The nucleus is highly organized, such that factors involved in the transcription and processing of distinct classes of RNA are confined within specific nuclear bodies^1,2. One example is the nuclear speckle, which is defined by high concentrations of protein and noncoding RNA regulators of pre-mRNA splicing³. What functional role, if any, speckles might play in the process of mRNA splicing is unclear^4,5. Here we show that genes localized near nuclear speckles display higher spliceosome concentrations, increased spliceosome binding to their pre-mRNAs and higher co-transcriptional splicing levels than genes that are located farther from nuclear speckles. Gene organization around nuclear speckles is dynamic between cell types, and changes in speckle proximity lead to differences in splicing efficiency. Finally, directed recruitment of a pre-mRNA to nuclear speckles is sufficient to increase mRNA splicing levels. Together, our results integrate the long-standing observations of nuclear speckles with the biochemistry of mRNA splicing and demonstrate a crucial role for dynamic three-dimensional spatial organization of genomic DNA in driving spliceosome concentrations and controlling the efficiency of mRNA splicing.

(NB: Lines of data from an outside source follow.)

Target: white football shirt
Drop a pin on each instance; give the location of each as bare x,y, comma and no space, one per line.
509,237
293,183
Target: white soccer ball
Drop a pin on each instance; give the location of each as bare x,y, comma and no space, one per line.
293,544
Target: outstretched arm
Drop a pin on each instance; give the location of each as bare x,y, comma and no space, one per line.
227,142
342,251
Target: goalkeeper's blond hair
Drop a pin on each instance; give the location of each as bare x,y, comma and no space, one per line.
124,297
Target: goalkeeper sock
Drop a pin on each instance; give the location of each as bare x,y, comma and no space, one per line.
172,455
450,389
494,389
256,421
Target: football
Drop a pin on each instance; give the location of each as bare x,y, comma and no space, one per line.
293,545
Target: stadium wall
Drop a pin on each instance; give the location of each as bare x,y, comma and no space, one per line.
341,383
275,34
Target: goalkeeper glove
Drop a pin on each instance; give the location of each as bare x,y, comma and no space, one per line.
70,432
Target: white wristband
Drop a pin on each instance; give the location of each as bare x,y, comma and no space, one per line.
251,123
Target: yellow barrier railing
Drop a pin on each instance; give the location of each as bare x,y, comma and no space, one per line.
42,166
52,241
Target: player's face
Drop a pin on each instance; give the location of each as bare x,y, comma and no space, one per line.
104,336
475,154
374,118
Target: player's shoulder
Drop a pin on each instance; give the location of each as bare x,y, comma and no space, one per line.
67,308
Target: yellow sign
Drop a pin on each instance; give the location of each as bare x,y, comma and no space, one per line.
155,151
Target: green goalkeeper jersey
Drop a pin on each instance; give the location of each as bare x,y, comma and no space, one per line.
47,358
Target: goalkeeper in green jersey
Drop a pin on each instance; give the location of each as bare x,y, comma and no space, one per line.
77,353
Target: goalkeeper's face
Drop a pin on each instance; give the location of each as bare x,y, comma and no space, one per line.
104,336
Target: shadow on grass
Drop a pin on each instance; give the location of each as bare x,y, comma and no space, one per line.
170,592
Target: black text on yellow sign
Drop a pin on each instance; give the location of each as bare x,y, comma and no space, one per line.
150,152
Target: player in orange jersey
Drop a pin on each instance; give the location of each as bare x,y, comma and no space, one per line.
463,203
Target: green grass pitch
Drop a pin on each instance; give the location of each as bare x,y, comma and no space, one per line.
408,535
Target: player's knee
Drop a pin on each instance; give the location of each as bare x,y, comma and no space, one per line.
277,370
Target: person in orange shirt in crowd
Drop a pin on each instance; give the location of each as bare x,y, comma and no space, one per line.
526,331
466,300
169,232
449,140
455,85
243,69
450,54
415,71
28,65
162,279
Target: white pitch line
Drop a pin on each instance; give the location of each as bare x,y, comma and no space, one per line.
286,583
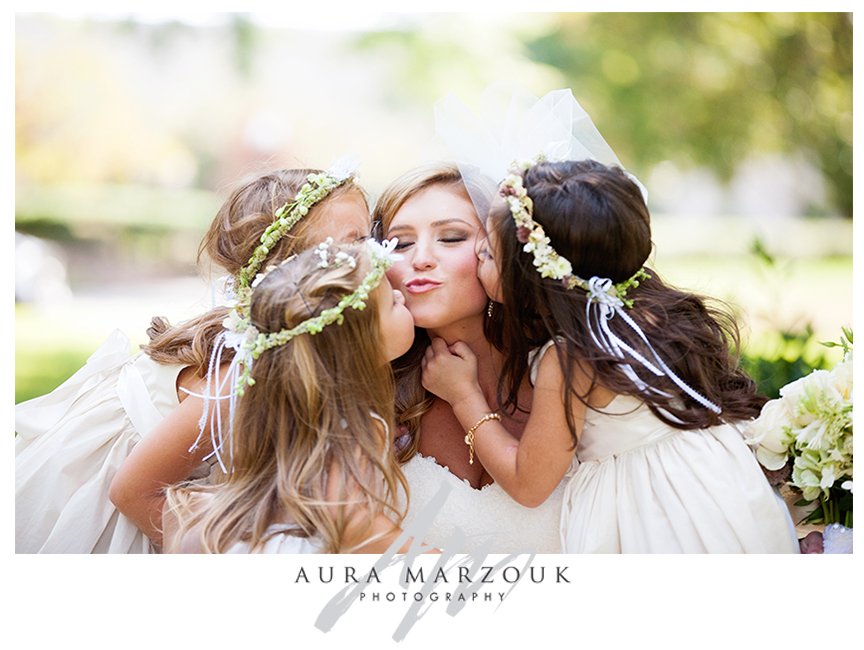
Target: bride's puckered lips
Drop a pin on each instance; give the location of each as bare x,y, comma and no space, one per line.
421,285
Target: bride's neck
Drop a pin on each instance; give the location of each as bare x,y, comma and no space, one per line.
489,360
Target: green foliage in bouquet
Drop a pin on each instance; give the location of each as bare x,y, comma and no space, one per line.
806,436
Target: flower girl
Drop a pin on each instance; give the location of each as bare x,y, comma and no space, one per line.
309,465
632,375
120,428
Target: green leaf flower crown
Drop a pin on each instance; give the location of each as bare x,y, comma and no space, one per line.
605,298
530,233
249,343
316,188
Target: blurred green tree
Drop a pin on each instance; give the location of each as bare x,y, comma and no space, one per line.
710,88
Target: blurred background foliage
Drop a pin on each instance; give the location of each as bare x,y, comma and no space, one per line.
131,128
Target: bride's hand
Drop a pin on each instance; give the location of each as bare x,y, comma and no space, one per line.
450,372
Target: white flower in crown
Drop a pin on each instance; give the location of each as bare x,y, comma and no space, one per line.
384,250
323,252
344,168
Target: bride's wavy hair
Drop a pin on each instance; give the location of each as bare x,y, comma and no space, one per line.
597,219
311,444
228,244
412,400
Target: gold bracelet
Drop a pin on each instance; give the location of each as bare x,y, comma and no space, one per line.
469,436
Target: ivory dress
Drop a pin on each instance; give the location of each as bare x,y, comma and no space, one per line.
71,442
637,485
467,520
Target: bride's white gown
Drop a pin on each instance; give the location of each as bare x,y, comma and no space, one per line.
476,521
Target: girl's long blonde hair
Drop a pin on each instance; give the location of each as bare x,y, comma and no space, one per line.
228,244
310,449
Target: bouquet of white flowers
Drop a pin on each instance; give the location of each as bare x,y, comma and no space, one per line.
804,438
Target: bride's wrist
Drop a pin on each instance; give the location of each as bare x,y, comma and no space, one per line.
469,407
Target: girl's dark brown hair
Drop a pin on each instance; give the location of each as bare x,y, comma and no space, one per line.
596,218
228,244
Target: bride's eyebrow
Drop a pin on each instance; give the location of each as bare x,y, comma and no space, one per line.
403,228
447,222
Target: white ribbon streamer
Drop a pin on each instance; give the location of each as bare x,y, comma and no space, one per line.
601,307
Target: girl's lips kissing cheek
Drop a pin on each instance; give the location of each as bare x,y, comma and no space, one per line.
421,285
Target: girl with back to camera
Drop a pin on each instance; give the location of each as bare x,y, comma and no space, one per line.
309,461
635,376
93,457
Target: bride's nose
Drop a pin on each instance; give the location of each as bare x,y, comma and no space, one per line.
423,256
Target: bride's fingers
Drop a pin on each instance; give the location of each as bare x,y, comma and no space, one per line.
461,350
438,346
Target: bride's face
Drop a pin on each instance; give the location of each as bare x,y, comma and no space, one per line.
438,230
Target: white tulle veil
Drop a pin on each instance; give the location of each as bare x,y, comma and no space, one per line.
513,125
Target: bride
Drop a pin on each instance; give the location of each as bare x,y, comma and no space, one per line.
431,213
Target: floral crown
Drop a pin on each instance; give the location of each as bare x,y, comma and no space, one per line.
248,343
316,188
605,298
548,262
252,343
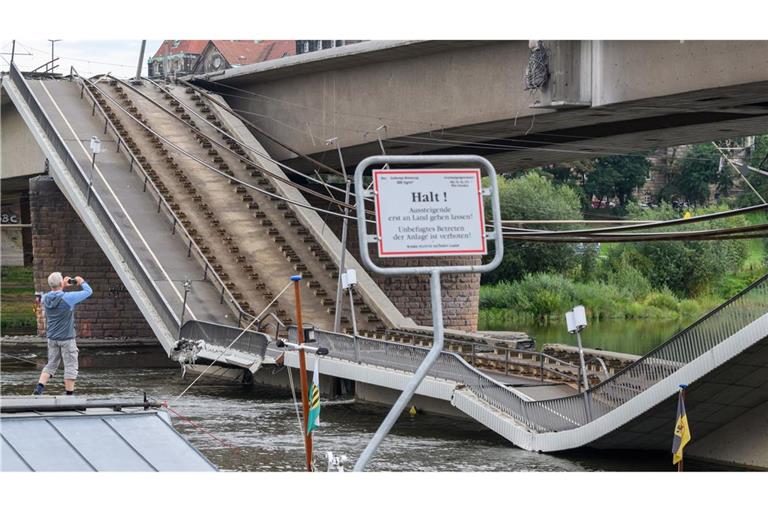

细胞核是高度组织化的，因此参与不同类别 RNA 的转录和加工的因子被限制在特定的核体内^1,2。一个例子是核斑点，它是由高浓度的蛋白质和前体 mRNA 剪接的非编码 RNA 调节因子定义的³。斑点在 mRNA 剪接过程中可能发挥什么功能作用（如果有的话）尚不清楚^4,5。在这里，我们发现，与远离核斑点的基因相比，位于核斑点附近的基因表现出更高的剪接体浓度、与其前体mRNA的剪接体结合增加以及更高的共转录剪接水平。核斑点周围的基因组织在细胞类型之间是动态的，斑点接近度的变化导致剪接效率的差异。最后，将前 mRNA 定向募集至核斑点足以提高 mRNA 剪接水平。总之，我们的结果将长期观察到的核斑点与 mRNA 剪接的生物化学结合起来，并证明了基因组 DNA 的动态三维空间组织在驱动剪接体浓度和控制 mRNA 剪接效率方面的关键作用。